Omega-3 Is Good for the Heart
Omega-3 fatty acids are an unsaturated fatty acid that could reduce inflammation throughout the body, which damages the blood vessels and could lead to heart diseases and strokes.
Omega-3 fatty acids could decrease triglycerides, slightly lower the blood pressure, reduce blood clotting, decrease the risk of strokes and heart failure, and reduces irregular heartbeats.
Eating at least twice a week of omega-3 fatty acid-rich fish could significantly reduce the risk of heart disease and reduces the possibility of dying from cardiac arrest.
In choosing what type of fish to eat, choose the fatty fish containing the most omega-3 fatty acids, although many types of seafood contain a small amount of omega-3.
Some of these fishes are salmon, sardine, Atlantic mackerel, cod, herring, lake trout, and canned, light tuna.
Amount of Fish To Eat
According to the US Food and Drug Administration (FDA), people should include fish in their diet. But pregnant or breast-feeding women and young children should avoid eating fish with the potential of high levels of mercury contamination.
However, adults should eat at least eight ounces or two servings of fish rich in omega-3 in a week. For pregnant or planning to get pregnant women, they should have at least 12 ounces of seafood every week from different sources to avoid mercury contamination.

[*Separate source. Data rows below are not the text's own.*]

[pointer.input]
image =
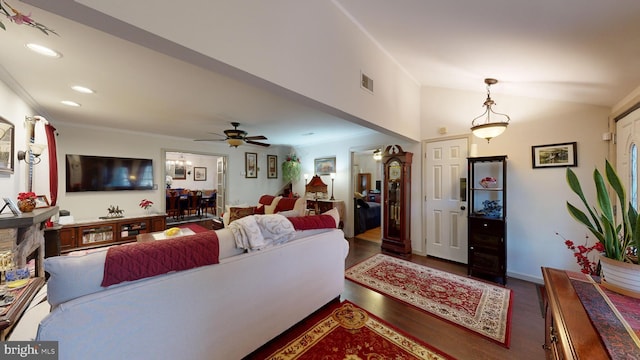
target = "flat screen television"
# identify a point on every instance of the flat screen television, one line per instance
(102, 173)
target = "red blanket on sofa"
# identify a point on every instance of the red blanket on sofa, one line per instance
(139, 260)
(313, 222)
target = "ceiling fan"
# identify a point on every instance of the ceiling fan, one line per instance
(235, 137)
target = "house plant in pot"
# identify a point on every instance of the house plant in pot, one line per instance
(619, 235)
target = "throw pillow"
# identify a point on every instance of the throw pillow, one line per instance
(246, 233)
(275, 228)
(286, 204)
(236, 213)
(335, 214)
(266, 199)
(362, 203)
(270, 209)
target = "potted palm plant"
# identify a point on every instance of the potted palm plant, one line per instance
(619, 235)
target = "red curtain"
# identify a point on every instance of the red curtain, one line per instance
(53, 163)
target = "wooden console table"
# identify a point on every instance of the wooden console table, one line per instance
(569, 333)
(85, 235)
(15, 310)
(320, 206)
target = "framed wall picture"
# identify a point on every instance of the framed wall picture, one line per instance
(554, 155)
(251, 165)
(179, 172)
(272, 167)
(12, 206)
(42, 201)
(199, 173)
(6, 146)
(325, 166)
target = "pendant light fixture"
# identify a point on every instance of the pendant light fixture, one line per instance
(483, 126)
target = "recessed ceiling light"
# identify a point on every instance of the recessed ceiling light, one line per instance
(70, 103)
(43, 50)
(82, 89)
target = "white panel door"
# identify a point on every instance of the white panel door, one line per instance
(221, 169)
(627, 137)
(445, 189)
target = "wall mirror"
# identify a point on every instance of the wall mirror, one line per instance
(6, 146)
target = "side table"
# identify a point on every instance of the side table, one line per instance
(12, 312)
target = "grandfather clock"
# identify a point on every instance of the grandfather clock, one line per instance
(396, 234)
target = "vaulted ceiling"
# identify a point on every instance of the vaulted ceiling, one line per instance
(585, 51)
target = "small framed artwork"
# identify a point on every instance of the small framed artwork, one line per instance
(179, 172)
(251, 165)
(554, 155)
(6, 146)
(325, 166)
(199, 173)
(272, 167)
(12, 206)
(42, 201)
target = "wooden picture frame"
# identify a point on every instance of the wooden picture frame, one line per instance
(199, 173)
(272, 167)
(42, 201)
(325, 166)
(6, 146)
(251, 165)
(8, 202)
(554, 155)
(179, 172)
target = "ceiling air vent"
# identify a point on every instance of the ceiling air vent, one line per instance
(366, 82)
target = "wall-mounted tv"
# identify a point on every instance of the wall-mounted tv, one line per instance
(102, 173)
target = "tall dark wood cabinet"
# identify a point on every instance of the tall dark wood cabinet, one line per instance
(487, 230)
(396, 211)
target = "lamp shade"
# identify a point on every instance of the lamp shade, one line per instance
(482, 126)
(490, 130)
(234, 142)
(316, 185)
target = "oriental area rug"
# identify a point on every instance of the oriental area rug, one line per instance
(480, 307)
(345, 331)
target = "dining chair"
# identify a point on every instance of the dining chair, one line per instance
(173, 205)
(193, 201)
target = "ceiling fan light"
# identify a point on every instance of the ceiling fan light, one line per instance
(234, 142)
(377, 155)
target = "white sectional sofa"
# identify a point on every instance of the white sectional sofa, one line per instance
(221, 311)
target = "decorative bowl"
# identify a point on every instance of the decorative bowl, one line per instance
(488, 182)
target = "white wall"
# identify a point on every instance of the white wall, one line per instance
(14, 109)
(536, 197)
(367, 164)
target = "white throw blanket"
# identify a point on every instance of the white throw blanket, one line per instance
(256, 232)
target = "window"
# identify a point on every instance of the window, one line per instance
(633, 181)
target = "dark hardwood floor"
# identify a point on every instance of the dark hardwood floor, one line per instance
(527, 323)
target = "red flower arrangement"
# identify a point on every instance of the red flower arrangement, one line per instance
(581, 253)
(26, 196)
(146, 204)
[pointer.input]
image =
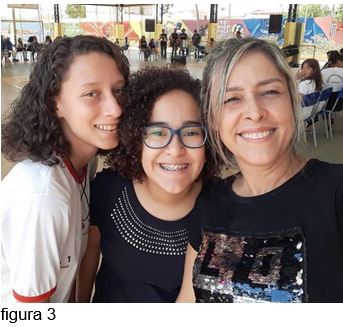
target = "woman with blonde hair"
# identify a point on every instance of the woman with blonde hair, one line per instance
(273, 231)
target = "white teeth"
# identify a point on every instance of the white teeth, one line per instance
(106, 127)
(173, 167)
(256, 136)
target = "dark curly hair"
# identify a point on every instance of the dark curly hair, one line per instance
(32, 129)
(144, 89)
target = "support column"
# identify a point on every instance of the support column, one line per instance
(158, 22)
(57, 24)
(213, 25)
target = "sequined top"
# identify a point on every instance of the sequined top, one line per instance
(282, 246)
(143, 256)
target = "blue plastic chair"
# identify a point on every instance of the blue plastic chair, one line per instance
(328, 113)
(309, 111)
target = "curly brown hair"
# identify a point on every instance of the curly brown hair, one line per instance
(32, 130)
(144, 89)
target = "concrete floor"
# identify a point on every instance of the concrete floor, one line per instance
(14, 75)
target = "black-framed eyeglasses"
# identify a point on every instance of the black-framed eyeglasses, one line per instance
(159, 136)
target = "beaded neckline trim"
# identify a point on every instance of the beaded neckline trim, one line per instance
(143, 236)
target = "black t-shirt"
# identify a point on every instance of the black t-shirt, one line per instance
(142, 256)
(282, 246)
(144, 45)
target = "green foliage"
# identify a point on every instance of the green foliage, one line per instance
(314, 10)
(339, 13)
(76, 11)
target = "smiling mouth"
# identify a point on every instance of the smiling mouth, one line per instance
(257, 135)
(174, 167)
(107, 128)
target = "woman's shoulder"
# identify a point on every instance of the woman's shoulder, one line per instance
(107, 177)
(218, 186)
(325, 170)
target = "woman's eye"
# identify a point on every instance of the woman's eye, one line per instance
(117, 91)
(230, 100)
(91, 94)
(270, 92)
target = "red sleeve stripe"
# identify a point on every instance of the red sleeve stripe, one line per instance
(33, 299)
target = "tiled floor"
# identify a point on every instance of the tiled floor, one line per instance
(13, 75)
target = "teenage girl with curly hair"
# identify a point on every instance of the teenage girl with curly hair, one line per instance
(67, 111)
(140, 206)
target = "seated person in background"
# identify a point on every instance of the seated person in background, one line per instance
(33, 46)
(48, 40)
(174, 41)
(163, 43)
(143, 46)
(333, 77)
(328, 54)
(152, 47)
(309, 76)
(126, 45)
(183, 42)
(21, 48)
(10, 48)
(210, 45)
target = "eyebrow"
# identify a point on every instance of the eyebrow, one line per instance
(120, 83)
(261, 83)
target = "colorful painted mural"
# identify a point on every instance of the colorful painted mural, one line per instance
(324, 27)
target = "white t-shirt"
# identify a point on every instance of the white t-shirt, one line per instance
(44, 225)
(307, 86)
(333, 77)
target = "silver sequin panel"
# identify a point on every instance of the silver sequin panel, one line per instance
(145, 237)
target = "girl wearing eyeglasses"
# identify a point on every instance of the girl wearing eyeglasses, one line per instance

Meanwhile, the serving size for children younger than age 2 is 1 ounce and increase as they get older. It is still important that they eat fish once in a while.
Ultimately, to get the most out of the benefits of the fish, pay attention to how it was prepared: grilled, broiled, or bake is the healthier option than deep-frying.

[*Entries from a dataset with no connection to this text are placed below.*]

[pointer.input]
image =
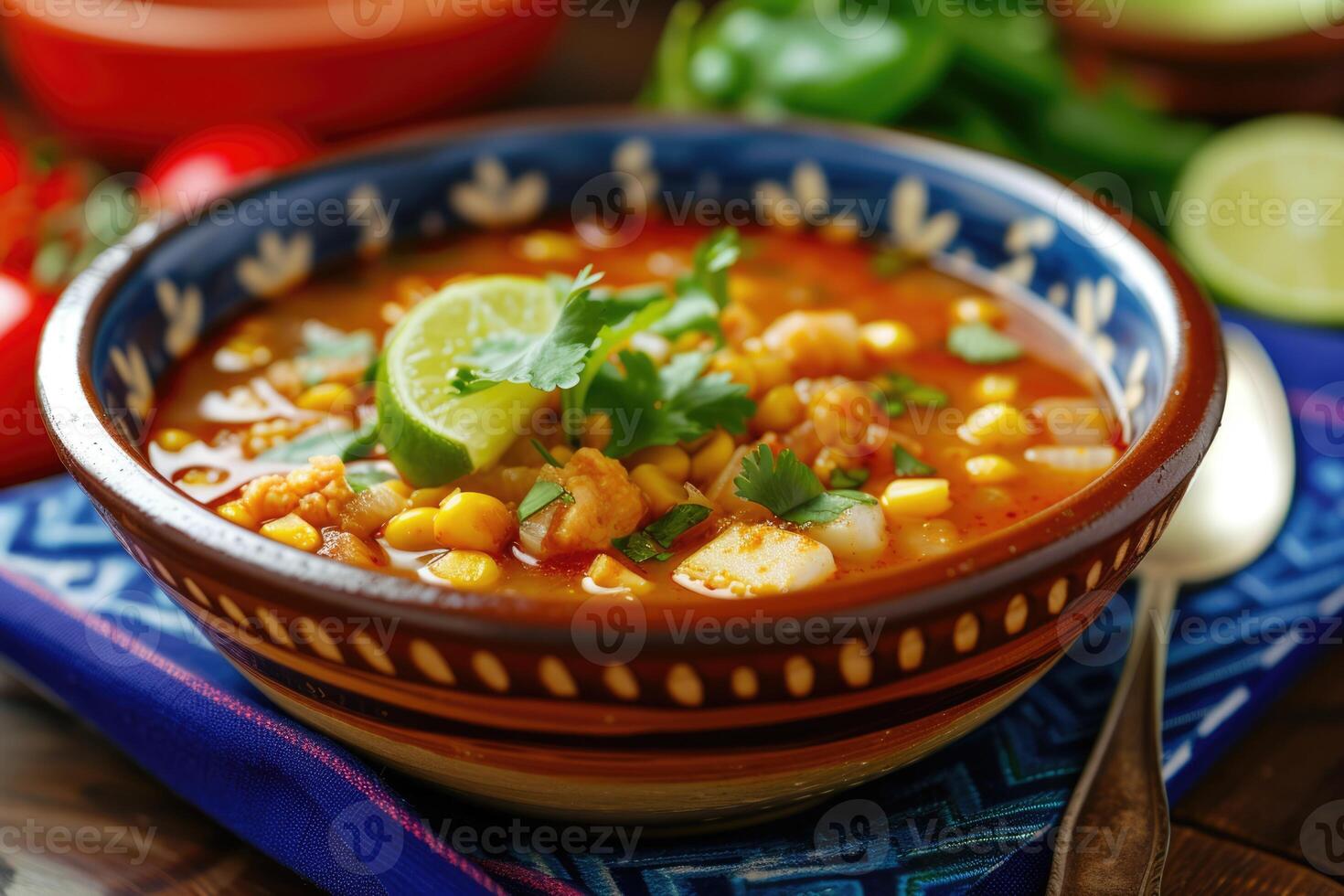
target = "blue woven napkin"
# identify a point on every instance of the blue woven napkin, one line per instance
(80, 617)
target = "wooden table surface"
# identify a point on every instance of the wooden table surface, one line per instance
(1235, 833)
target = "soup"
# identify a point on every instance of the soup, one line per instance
(734, 414)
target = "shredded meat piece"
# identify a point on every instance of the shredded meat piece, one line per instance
(606, 504)
(316, 492)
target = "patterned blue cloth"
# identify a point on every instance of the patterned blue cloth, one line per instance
(80, 618)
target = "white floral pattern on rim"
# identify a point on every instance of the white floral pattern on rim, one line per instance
(279, 266)
(183, 309)
(492, 200)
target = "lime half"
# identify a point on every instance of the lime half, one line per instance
(432, 432)
(1260, 214)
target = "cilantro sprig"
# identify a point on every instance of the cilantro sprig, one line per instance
(675, 403)
(789, 489)
(558, 357)
(540, 496)
(978, 343)
(901, 392)
(907, 464)
(652, 541)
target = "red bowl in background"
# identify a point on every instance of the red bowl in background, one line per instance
(129, 77)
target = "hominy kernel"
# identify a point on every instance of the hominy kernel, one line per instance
(976, 309)
(884, 341)
(669, 458)
(322, 398)
(709, 460)
(174, 440)
(431, 497)
(915, 498)
(237, 512)
(466, 570)
(780, 410)
(294, 531)
(474, 521)
(661, 492)
(991, 469)
(411, 529)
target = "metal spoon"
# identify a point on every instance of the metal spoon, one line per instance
(1232, 511)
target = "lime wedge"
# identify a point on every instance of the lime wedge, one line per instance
(1260, 214)
(432, 432)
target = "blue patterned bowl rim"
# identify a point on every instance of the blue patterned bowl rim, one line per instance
(1125, 300)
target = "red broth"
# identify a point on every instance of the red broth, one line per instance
(847, 360)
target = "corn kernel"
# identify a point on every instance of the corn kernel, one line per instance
(174, 440)
(411, 529)
(884, 341)
(294, 531)
(976, 309)
(995, 426)
(663, 492)
(429, 497)
(771, 369)
(474, 521)
(237, 512)
(609, 572)
(915, 497)
(711, 458)
(735, 366)
(400, 488)
(466, 570)
(669, 458)
(780, 410)
(991, 469)
(548, 246)
(597, 432)
(322, 398)
(995, 387)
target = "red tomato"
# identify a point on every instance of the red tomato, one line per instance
(23, 440)
(208, 163)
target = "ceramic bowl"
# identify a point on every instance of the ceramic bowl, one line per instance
(326, 68)
(618, 710)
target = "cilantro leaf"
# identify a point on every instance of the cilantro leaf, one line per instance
(827, 507)
(557, 359)
(901, 391)
(546, 455)
(326, 347)
(843, 478)
(791, 491)
(540, 496)
(661, 534)
(368, 478)
(907, 464)
(778, 484)
(709, 266)
(339, 438)
(980, 343)
(663, 406)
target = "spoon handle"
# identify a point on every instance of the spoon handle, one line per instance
(1115, 829)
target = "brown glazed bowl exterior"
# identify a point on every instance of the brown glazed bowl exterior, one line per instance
(612, 710)
(1301, 71)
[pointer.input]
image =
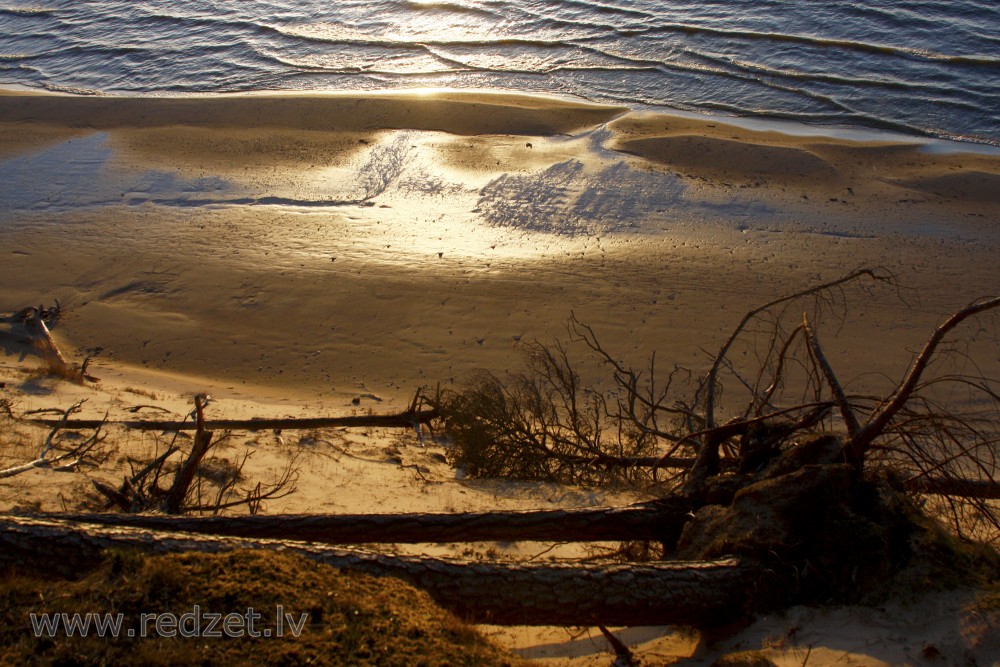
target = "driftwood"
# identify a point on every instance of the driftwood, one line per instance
(660, 521)
(705, 593)
(405, 419)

Avoiding Eating Fish Due To Mercury Contamination
For most adults, the risk of mercury contamination is outweighed by the health benefits of omega-3 fatty acids they could get. Mercury contamination depends on the type of fish and where it was caught since mercury occurs naturally in a small amount in nature. It is only because of industrial pollution that makes it accumulate in the lakes, rivers, and oceans.

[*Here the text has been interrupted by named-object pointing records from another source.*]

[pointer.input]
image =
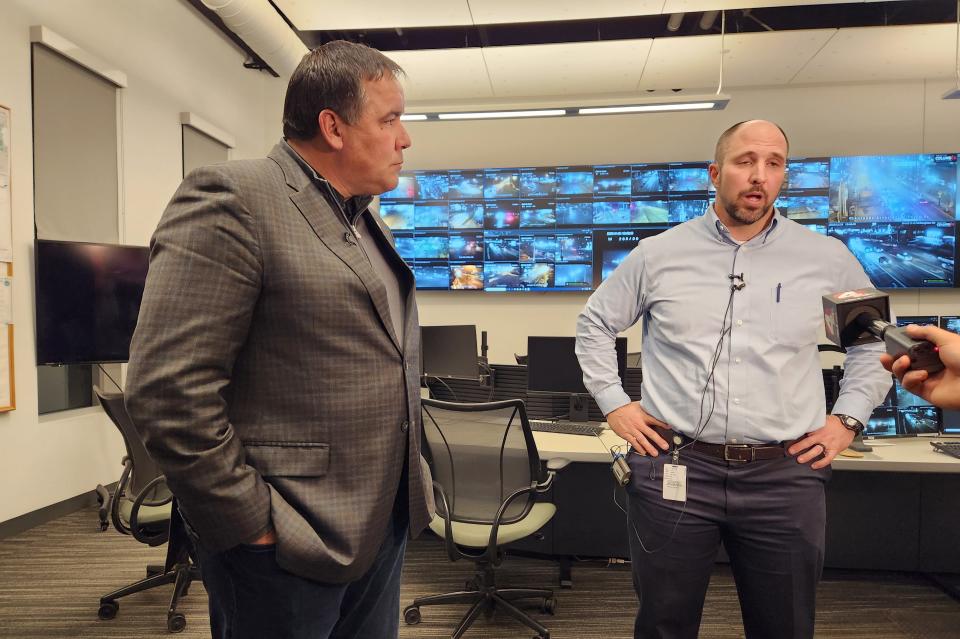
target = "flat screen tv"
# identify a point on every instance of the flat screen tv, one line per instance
(88, 300)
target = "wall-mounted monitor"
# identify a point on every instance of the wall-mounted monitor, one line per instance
(905, 320)
(896, 214)
(88, 300)
(950, 323)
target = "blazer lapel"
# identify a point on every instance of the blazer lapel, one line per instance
(330, 230)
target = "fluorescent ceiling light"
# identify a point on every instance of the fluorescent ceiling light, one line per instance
(709, 102)
(646, 108)
(489, 115)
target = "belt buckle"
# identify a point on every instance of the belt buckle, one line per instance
(726, 453)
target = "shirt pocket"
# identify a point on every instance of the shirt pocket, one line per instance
(795, 317)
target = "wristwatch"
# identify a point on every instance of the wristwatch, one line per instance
(850, 423)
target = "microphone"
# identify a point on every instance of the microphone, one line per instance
(733, 277)
(862, 316)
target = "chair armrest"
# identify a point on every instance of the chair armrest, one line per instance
(141, 500)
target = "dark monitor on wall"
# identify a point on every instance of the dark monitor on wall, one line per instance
(88, 300)
(449, 351)
(552, 367)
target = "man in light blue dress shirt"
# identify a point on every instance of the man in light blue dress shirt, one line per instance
(731, 441)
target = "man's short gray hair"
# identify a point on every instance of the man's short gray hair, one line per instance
(724, 140)
(331, 77)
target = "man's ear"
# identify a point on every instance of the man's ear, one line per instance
(714, 170)
(330, 127)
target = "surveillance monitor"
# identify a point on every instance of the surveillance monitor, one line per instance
(904, 320)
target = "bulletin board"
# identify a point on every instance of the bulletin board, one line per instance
(7, 395)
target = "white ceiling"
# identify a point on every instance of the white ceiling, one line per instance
(821, 56)
(621, 68)
(335, 15)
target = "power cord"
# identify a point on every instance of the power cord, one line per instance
(104, 371)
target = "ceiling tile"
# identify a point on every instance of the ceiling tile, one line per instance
(567, 69)
(752, 59)
(327, 15)
(508, 11)
(685, 6)
(884, 54)
(442, 74)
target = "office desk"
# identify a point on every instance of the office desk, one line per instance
(897, 508)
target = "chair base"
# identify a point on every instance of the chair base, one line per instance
(180, 575)
(486, 598)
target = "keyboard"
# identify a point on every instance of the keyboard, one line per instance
(950, 448)
(566, 428)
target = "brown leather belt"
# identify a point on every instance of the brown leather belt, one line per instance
(738, 453)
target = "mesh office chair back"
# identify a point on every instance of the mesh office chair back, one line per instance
(480, 455)
(144, 469)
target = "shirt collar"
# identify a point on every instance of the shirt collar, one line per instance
(719, 230)
(352, 206)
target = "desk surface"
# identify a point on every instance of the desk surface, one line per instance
(913, 455)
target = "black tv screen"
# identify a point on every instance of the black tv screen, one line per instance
(88, 300)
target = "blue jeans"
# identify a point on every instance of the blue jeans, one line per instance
(251, 597)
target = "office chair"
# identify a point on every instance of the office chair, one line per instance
(487, 477)
(143, 507)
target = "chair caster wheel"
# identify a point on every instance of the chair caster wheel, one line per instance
(549, 605)
(108, 609)
(411, 615)
(176, 622)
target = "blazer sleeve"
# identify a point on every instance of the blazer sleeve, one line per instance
(202, 286)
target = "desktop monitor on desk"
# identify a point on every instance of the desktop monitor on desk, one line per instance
(903, 414)
(552, 367)
(449, 352)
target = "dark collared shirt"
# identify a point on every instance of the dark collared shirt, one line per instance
(355, 214)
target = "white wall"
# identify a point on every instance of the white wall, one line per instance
(862, 119)
(175, 61)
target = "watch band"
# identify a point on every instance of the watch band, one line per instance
(850, 423)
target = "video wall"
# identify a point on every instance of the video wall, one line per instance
(566, 228)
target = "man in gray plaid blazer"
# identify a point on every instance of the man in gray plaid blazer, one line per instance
(274, 372)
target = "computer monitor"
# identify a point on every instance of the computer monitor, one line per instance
(903, 320)
(903, 414)
(950, 323)
(88, 300)
(449, 351)
(552, 367)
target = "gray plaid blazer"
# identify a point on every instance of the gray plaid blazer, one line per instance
(265, 375)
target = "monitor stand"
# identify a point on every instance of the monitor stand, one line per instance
(579, 407)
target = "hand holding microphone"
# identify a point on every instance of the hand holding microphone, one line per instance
(862, 316)
(941, 388)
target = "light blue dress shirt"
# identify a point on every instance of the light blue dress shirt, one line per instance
(767, 385)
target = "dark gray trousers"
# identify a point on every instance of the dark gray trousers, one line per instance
(770, 517)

Examples of fish that may contain high levels of mercury include shark, tilefish, swordfish, and king mackerel. The higher the fish in the food chain, the higher the concentrations of mercury as well.
According to the Mayo Clinic, it is unlikely for mercury to cause any harm to adults, but in case it does, it is particularly harmful to brain development and the nervous system of unborn children. That is why the US FDA recommends that pregnant or breast-feeding women and young children should limit eating fish.
But then again, limiting fish intake does not necessarily mean not to eat fish. These people should just eat enough amount of fish every week.
Other Foods That Contain Omega-3 Fatty Acid
Eating fish rich in omega-3 fatty acids appear to have more benefits than taking in supplements. But other foods also contain an omega-3 fatty acid that is non-fish.
This includes flaxseed and flaxseed oil, walnuts, canola oil, soybeans and soybean oil, chia seeds, green leafy vegetables, cereals, pasta, dairy products, and other food fortified with omega-3 fatty acids.
However, the evidence of omega-3 fatty acids benefits from these foods is not as strong as eating fish.